Männer-Nationalmannschaft

  • Naja, Du sagst es doch selbst, im Turnier waren die Leistungen teilweise Weltklasse. War aber Mimi Kraus, bei all seinem Talent, jemand, den man über seine Karriere betrachtet als Weltklasse bezeichnen würde? Oder Pascal Hens? I don't know.

    Sicher nicht, würde ich sagen. 2007 hat funktioniert, weil es die Heim-WM war, weil eine besondere Mentalität in der Truppe war und weil dazu eine klare Struktur mit „Spielzughandball“ zugrunde lag. Und eine sehr gute Abwehr mit dem alten Fritz dahinter unglaubliches geleistet hat. Aber der Rückraum war definitiv individuell nicht Weltklasse besetzt. Ist ja doch schon eine Woche her…

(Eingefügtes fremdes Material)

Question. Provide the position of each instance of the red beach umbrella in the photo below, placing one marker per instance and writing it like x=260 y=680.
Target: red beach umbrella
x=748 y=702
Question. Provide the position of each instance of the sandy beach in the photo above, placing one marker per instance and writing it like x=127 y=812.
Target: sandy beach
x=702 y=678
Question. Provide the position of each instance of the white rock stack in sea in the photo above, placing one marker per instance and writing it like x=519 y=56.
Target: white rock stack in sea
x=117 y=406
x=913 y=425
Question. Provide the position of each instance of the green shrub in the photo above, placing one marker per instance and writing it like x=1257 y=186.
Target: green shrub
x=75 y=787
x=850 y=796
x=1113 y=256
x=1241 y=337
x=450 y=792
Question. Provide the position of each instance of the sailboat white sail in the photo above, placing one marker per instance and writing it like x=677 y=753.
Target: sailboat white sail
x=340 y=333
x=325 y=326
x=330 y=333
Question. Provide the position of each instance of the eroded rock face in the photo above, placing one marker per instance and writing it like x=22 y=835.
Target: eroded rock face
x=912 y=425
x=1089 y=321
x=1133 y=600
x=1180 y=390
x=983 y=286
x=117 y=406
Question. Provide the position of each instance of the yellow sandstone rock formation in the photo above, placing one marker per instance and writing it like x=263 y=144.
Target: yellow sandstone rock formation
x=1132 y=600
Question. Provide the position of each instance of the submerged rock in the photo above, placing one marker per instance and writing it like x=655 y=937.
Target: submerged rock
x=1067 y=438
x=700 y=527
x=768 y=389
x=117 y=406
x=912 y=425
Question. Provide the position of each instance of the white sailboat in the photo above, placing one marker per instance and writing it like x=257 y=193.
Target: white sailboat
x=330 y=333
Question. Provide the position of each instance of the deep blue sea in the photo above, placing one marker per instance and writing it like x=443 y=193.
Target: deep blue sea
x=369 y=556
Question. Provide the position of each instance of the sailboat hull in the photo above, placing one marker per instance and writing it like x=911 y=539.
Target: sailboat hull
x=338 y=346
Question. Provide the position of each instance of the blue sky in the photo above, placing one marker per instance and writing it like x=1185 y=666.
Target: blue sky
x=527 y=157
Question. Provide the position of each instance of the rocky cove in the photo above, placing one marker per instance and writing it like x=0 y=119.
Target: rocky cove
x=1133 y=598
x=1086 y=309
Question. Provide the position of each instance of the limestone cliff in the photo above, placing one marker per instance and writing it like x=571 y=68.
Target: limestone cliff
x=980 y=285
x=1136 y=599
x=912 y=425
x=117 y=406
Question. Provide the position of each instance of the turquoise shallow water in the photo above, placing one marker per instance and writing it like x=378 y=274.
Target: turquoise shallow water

  • Ich finde es trotzdem albern den Rückraum vor dieser 07er-Mannschaft also ca. 2000 bis 2004 (als ja viele zurücktraten) nicht als Weltklasse zu bezeichnen. Im Vergleich zu was denn bitte nicht? Als ob die Mannschaft nur über Abwehr und Außen gespielt hätte? Der Rückraum ist der Kern jeder Mannschaft. Es wird niemals eine Weltklassemannschaft geben, wo dieser Kern nicht so eine Klasse besitzt.

  • Von 2000 bis 2004 war der Rückraum aber anders besetzt als danach, unter anderem mit einem Weltklasse-Spieler wie Daniel Stephan oder auch einem Volker Zerbe. Das waren dann schon zwei Drittel der ersten Sieben im Rückraum.

    Du hast mir zuvor genau bei diesem Punkt widersprochen. + nichts gegen Stephan, aber für einen nicht kleinen Teil dieser Zeit war er auch verletzt, also konnte man ihn auch kompensieren, so gut war dieser Rückraum.

  • Freundschaft!

    Kann ich jetzt Franz Beckenbauer zitieren? Der Rückraum war in der Breite aber nie Weltklasse, zumindest nicht seitdem ich den Handball verfolge. Wann hatten wir denn zum letzten Mal einen Spielmacher von absolutem Weltklasse-Format?

    Definiere wir. Paul Tiedemann war einer. Vielleicht noch Peter Rost. Beim DHB wäre es, wenn man das überhaupt so sagen kann, für diese ganze frühe Phase des Hallenhandballs, Bernhard Kempa.